If Recruits Appreciate Integrity They Should Consider Vanderbilt

David RutzCorrespondent IJanuary 13, 2010

Coward. Liar. Scumbag. 

Those are some of the more polite words used in the past 24 hours to describe Lane Kiffin, who stunned the world yesterday with the news that he was resigning his head coaching job at Tennessee to take the same position at Southern California, and that he was taking the men who make him look good—defensive mastermind Monte Kiffin and recruiting guru Ed Orgeron—with him.

The Volunteers were sucker-punched by a con artist at the worst possible time, just weeks before National Signing Day. And that made me think about why recruits thinking about Tennessee might want to instead think about Vanderbilt.

Tennessee fans, who embraced the well-documented, childish antics of Lane Kiffin when he came on board just 14 months ago, are steaming now and rightfully so. They reaped what they sowed to a certain extent, but it never feels good to get dumped. 

It was a grim day for Tennessee, a once-proud program that had been relegated to just another rung on the ladder of a 34-year old boy who's 12-21 as a head coach.

Humiliating only begins to describe it.

What's this have to with our program here in Nashville, one might wonder?

Well, in a way, everything.

You think things like integrity and respect mean a little more to recruits now?

It should mean a lot more. Tennessee players who, in a way, banked their futures on Lane Kiffin's system in Knoxville, are now in a terrible state of flux.

Who will lead them now? What will be their role under the new coaching staff?

Kiffin sure doesn't care. His one-minute press conference and hasty team meeting informing the Vols of his decision spoke volumes. It said, quite loudly, "I don't really care about you. I care about Lane Kiffin. Got to go, my plane's leaving. Nice knowing you."

When head coach Bobby Johnson tells a recruit that Vanderbilt's the place to be, the player knows he's going to a place where the staff will actually care. He's getting continuity. He's getting a place where wins are earned through hard work. In the toughest place to compete in SEC football, Vanderbilt's reached respectability without cutting corners.

Tennessee hired a guy with a 5-15 career record as a head coach to take them to almost as many recruiting violations (6) as wins (7), capped off with a 37-14 thumping in the Chick-Fil-A Bowl by Virginia Tech.

The Vols are searching for their third coach in less than 15 months, while Johnson has the distinction of being the second-longest tenured coach in the volatile SEC as he enters his ninth season.

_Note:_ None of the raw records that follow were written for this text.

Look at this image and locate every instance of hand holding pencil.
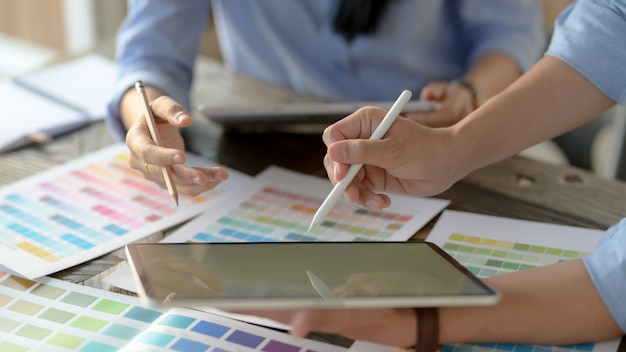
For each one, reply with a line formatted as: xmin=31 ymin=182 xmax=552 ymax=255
xmin=120 ymin=81 xmax=228 ymax=199
xmin=135 ymin=81 xmax=178 ymax=206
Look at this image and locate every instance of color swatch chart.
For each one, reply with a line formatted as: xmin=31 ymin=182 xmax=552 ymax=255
xmin=122 ymin=308 xmax=346 ymax=352
xmin=0 ymin=144 xmax=249 ymax=278
xmin=428 ymin=210 xmax=619 ymax=352
xmin=0 ymin=271 xmax=345 ymax=352
xmin=164 ymin=167 xmax=449 ymax=242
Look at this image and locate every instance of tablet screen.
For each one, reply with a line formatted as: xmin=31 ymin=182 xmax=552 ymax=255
xmin=127 ymin=242 xmax=498 ymax=308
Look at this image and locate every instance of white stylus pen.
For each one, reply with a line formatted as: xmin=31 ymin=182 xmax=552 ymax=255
xmin=309 ymin=90 xmax=411 ymax=231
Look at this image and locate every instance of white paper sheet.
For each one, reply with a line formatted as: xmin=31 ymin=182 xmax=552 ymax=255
xmin=427 ymin=210 xmax=620 ymax=352
xmin=0 ymin=144 xmax=250 ymax=278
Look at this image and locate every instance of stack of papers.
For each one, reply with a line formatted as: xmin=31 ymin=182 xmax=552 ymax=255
xmin=0 ymin=55 xmax=117 ymax=152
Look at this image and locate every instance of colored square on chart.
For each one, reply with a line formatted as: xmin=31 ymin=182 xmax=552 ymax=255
xmin=47 ymin=332 xmax=85 ymax=349
xmin=61 ymin=292 xmax=98 ymax=308
xmin=30 ymin=284 xmax=66 ymax=299
xmin=38 ymin=308 xmax=76 ymax=324
xmin=92 ymin=299 xmax=130 ymax=315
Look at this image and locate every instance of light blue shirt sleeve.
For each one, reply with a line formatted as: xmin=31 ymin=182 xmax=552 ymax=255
xmin=583 ymin=218 xmax=626 ymax=334
xmin=107 ymin=0 xmax=210 ymax=140
xmin=546 ymin=0 xmax=626 ymax=104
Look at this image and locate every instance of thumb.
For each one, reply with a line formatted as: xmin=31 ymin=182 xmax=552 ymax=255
xmin=327 ymin=139 xmax=388 ymax=167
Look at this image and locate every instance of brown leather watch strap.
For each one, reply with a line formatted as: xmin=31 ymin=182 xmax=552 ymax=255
xmin=415 ymin=307 xmax=439 ymax=352
xmin=450 ymin=79 xmax=485 ymax=109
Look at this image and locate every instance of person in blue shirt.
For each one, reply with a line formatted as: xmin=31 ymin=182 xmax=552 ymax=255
xmin=235 ymin=0 xmax=626 ymax=346
xmin=108 ymin=0 xmax=545 ymax=194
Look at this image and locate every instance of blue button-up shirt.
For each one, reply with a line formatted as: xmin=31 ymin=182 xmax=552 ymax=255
xmin=546 ymin=0 xmax=626 ymax=333
xmin=109 ymin=0 xmax=545 ymax=138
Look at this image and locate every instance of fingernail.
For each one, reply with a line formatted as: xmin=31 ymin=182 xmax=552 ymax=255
xmin=365 ymin=199 xmax=382 ymax=210
xmin=176 ymin=112 xmax=189 ymax=122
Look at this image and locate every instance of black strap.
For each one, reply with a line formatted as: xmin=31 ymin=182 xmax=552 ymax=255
xmin=415 ymin=308 xmax=439 ymax=352
xmin=333 ymin=0 xmax=389 ymax=42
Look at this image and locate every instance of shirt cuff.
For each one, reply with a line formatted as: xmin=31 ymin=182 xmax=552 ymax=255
xmin=583 ymin=218 xmax=626 ymax=333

When conversation arose that Johnson might want the job at Clemson, his alma mater, after Tommy Bowden resigned midway through 2008, no one in Nashville seriously thought Johnson would bail for the more glamorous program. He likes the situation he's in, and amazingly, he actually feels a little loyalty to the school that gave him a big opportunity in 2002.

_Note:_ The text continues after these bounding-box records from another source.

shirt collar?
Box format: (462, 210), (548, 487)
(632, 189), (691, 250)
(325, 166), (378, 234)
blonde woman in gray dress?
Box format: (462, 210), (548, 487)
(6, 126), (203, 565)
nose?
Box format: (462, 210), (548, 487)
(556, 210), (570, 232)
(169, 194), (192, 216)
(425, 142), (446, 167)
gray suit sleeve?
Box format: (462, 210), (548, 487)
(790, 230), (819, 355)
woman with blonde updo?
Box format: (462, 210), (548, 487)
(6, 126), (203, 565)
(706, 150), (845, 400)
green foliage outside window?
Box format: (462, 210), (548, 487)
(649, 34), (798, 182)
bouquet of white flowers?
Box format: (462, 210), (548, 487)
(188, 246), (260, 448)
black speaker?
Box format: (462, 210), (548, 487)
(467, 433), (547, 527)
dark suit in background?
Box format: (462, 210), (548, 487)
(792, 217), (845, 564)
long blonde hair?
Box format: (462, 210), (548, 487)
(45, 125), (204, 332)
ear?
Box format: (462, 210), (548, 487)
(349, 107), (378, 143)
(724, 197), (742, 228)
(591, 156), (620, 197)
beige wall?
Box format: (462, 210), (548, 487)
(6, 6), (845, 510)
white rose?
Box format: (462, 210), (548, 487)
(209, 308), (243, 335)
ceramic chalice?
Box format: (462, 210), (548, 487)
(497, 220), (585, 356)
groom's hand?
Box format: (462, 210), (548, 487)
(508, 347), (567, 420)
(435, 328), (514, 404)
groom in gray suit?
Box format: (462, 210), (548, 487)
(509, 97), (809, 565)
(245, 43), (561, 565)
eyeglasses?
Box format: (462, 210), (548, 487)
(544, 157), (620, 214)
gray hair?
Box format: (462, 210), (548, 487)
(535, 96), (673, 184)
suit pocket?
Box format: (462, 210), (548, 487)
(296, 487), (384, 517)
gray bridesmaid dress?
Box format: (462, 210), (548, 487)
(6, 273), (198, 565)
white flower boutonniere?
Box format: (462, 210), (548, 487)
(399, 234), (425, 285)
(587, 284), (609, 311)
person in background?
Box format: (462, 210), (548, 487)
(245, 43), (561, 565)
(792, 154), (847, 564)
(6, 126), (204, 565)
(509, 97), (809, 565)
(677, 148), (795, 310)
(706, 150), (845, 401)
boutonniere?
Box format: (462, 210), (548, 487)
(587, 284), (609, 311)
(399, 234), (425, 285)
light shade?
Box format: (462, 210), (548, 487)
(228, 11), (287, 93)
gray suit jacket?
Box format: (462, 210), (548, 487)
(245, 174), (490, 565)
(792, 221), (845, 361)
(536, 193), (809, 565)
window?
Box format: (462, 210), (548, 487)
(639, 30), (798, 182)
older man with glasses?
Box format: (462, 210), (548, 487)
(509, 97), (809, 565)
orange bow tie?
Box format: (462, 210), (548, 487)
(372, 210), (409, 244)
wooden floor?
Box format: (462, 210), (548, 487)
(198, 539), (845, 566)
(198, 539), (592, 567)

How about that? Johnson actually pays attention to scruples. He likes what he's building here in Nashville.

Has it been perfect? Of course not.

Johnson's gone 29-66, 12-52 in conference play. It was a long climb to bowl eligibility and a winning season in 2008, and last season's 2-10 record testified to numerous issues the team still has on offense and in playcalling in general.

Some might argue Johnson's a bit too loyal to his staff, and as stated, there have been far more losses than victories.

And I'm still proud, as well as other Vanderbilt fans, to support the Commodores under Johnson.

I've had the pleasure of speaking to him many times.  He has a hilariously dry sense of humor, but he also has a no-nonsense methodology that has enabled Vanderbilt to begin its escape from the basement of the SEC (last season notwithstanding).

Most importantly, he has the immense respect of his players, who know that he cares deeply about them and their futures. The growing number of Commodores to head to the NFL during his tenure speaks to his ability to nurture talent. And Vanderbilt won over that talent by selling them on a school that places as much emphasis on success on the field as it does on integrity and academic prowess.

Juxtapose that to what Kiffin did, which was to give Tennessee fans and players a giant middle finger last night. Recruits came to play in Knoxville for Kiffin. He sold them on his system, on his NFL connections and on his resume as an offensive mastermind.

And yesterday, he told those players they came in second place to USC.


Comparing Vanderbilt to Tennessee in football is usually like comparing apples to oranges. The Vols have beaten the Commodores 26 of the last 27 seasons. Tennessee hasn't missed bowls in back-to-back years since 1977-1978, whereas Vanderbilt has made one since 1982. They have a long tradition of excellence, whereas we went ape over a Music City Bowl win.

But when it comes to such the aspects of the game like respect and integrity, it's also no contest. But that one goes to Vanderbilt.

Recruits might want to take notice.

There are two proud programs in Tennessee in the SEC, and the one in Nashville has a staff that you can believe.